夢の中で唐突に現れたのは昴。それだけでも気分は最悪なのに、あり得ないことを笑顔で口走ってたんだ。
仲直りしよう、と。
あり得ない。馬鹿だろ、んな確率ゼロだ、0で零だ。
ふざけんな。
…………ハッ!
「…………」
無意識に嘲笑ってたら、俺の邪悪なオーラのせいで寝ていたベッドが一瞬で腐った。
瞬きを数回繰り返して唖然としてしまったが、冷静に時間を戻して直す。
時間が戻り過ぎて新品状態になったけど。
「ハァ…………」
溜め息を吐いて、仰向けでベッドへ再び倒れ込む。
ヤバい、気持ちいい。フカフカ……。
頭の中で2度寝、という考えが過った。まだ9時半だしな……。
ただ、あの夢をもう1度見るかもしれないと思うと、途端に眠る気も失せた。
それにだ。

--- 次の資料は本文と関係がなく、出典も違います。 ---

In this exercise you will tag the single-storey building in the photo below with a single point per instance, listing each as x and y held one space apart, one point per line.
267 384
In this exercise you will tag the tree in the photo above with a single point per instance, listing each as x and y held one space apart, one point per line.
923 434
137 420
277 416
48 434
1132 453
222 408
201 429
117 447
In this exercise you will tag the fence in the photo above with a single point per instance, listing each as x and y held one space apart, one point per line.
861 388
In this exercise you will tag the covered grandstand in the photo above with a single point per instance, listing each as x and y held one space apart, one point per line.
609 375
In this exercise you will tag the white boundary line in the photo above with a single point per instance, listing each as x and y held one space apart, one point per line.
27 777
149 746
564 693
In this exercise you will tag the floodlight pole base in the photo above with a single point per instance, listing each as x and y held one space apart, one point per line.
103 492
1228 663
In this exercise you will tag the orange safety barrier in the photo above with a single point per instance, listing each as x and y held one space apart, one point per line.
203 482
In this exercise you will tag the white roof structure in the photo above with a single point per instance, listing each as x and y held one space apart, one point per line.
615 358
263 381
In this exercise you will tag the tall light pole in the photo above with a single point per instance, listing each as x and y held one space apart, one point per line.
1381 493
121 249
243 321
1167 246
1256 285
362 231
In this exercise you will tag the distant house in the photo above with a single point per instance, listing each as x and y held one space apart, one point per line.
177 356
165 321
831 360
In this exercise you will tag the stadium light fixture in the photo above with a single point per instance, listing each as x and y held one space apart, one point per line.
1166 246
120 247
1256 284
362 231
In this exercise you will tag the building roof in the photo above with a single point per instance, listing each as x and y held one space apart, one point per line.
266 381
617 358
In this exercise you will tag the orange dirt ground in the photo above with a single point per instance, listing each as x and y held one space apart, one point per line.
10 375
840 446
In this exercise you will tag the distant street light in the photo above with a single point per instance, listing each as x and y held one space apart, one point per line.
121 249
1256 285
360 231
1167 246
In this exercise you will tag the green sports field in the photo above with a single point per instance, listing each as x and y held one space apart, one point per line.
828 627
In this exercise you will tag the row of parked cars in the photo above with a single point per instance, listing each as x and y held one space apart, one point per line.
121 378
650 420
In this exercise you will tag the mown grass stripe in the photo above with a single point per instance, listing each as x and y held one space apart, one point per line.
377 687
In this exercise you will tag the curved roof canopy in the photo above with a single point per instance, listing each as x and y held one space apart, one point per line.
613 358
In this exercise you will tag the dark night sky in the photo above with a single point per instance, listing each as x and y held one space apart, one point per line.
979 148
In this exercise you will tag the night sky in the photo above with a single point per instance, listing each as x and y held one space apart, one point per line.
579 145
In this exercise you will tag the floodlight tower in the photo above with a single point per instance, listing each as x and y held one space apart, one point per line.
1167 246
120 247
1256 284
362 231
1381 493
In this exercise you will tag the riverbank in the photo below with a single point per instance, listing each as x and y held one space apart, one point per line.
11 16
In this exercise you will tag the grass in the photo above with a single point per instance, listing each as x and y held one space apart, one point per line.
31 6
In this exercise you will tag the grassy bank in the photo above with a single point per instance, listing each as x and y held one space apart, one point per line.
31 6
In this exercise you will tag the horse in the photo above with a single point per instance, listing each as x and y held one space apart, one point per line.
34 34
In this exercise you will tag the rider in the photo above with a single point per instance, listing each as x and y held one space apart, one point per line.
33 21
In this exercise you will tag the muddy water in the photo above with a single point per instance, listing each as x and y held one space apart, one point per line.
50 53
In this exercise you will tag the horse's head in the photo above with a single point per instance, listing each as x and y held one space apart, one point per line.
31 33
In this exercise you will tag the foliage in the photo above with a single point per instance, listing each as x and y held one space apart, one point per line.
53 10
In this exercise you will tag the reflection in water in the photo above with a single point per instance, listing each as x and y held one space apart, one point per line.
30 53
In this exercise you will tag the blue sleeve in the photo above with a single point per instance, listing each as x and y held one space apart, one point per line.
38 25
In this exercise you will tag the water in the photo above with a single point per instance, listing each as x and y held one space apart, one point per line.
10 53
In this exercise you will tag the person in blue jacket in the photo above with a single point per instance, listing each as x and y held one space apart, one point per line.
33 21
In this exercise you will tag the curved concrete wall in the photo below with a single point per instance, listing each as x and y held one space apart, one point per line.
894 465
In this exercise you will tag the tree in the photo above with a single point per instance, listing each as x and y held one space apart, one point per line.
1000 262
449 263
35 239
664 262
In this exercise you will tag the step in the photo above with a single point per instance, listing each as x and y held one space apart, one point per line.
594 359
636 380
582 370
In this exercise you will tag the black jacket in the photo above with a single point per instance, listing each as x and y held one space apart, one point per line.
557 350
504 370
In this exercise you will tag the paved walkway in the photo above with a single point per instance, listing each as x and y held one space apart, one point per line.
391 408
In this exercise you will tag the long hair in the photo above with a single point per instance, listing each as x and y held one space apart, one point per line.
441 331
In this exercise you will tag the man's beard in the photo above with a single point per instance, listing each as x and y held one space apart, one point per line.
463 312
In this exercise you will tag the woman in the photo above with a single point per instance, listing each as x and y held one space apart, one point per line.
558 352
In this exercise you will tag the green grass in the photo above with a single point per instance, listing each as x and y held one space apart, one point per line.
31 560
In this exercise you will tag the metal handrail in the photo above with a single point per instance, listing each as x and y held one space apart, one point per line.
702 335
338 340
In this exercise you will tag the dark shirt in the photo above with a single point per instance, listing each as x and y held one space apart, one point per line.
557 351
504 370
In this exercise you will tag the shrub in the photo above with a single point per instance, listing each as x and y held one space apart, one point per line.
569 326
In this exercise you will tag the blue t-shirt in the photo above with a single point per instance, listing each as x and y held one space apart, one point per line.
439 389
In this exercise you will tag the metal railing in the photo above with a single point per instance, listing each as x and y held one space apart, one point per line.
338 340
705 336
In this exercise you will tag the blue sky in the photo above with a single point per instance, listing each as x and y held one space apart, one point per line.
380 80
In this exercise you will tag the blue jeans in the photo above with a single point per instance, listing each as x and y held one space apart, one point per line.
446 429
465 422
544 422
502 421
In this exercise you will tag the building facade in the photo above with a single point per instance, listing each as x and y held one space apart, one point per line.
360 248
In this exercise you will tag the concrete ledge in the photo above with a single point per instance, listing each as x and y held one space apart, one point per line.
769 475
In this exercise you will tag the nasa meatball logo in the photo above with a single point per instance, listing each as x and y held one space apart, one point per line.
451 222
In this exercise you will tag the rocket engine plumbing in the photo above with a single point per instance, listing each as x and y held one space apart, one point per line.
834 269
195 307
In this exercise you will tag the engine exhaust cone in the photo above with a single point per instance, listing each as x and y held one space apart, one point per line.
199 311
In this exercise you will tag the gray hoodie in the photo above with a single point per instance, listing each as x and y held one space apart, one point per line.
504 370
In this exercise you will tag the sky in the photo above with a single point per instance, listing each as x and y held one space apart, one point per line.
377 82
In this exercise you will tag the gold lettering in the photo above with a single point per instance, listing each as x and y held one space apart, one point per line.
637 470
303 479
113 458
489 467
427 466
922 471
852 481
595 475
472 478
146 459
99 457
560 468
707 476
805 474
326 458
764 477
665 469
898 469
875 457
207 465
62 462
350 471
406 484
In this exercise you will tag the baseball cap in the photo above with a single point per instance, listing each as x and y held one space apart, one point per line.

この世界に来て……邪神になって初戦闘になる。少しでも身体を慣らした方がいいだろう。
……仕方無い。ギルドで依頼を受けるか。
ベッドから身体を起こし、ハンガーに掛けてあったロングコートを羽織る。
纏った黒色に落ち着いた感覚を覚えながら、俺はギルドを目指すべく宿を後にした。